Fall 2007 - Stat 730 Homework

Fall 2007
STAT 730 - Multivariate Analysis
Monday/Wednesday 2:30-3:45
201A LeConte

Course Website: http://www.stat.sc.edu/~habing/courses/730F07.html

1 Due: Wednesday, September 4th 1.4.2 (0), (i), (ii), (iv)
1.6.1
Write an R function to calculate b_1,p and b_2,p on a data set. A sample data set is at: cork data. The values should be 4.476 and 22.957.

2 Due: Monday, September 17th 1.5.2, 1.5.3, 8.6.1
Let S=the matrix A in (A.6.16). For which value(s) of rho is the Mahalanobis transformation orthogonal?

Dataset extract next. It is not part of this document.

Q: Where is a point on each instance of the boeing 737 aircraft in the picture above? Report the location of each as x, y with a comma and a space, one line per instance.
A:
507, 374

3 Due: Monday, October 8th 1) Show that c in problem 2.2.1 must equal p(p+1).
2) Let X ~ N_p(0,I). Define U_(p-1)x1 by u_i=(x_i+x_i+1)/2. Find the distribution of U, including specifying the values of the covariance matrix.
3) Prove the result that 2.7.8 on page 49 holds for all spherically symmetric random variables. You may use the standard results concerning the univariate normal, chi-square, and F distributions from 712-713 without proof. (Hint: Write (2.7.8) in terms of the r and theta from the polar transformation, letting n+m=p and considering theta_p-m in terms of the x_i, x_p-m in terms of the r and theta, and r in terms of the x_i. Consider a particular (well chosen) distribution for X.)
4) Show that the multivariate Cauchy with parameters mu and sigma is stable (see problem 2.6.5 for the p.d.f and c.f).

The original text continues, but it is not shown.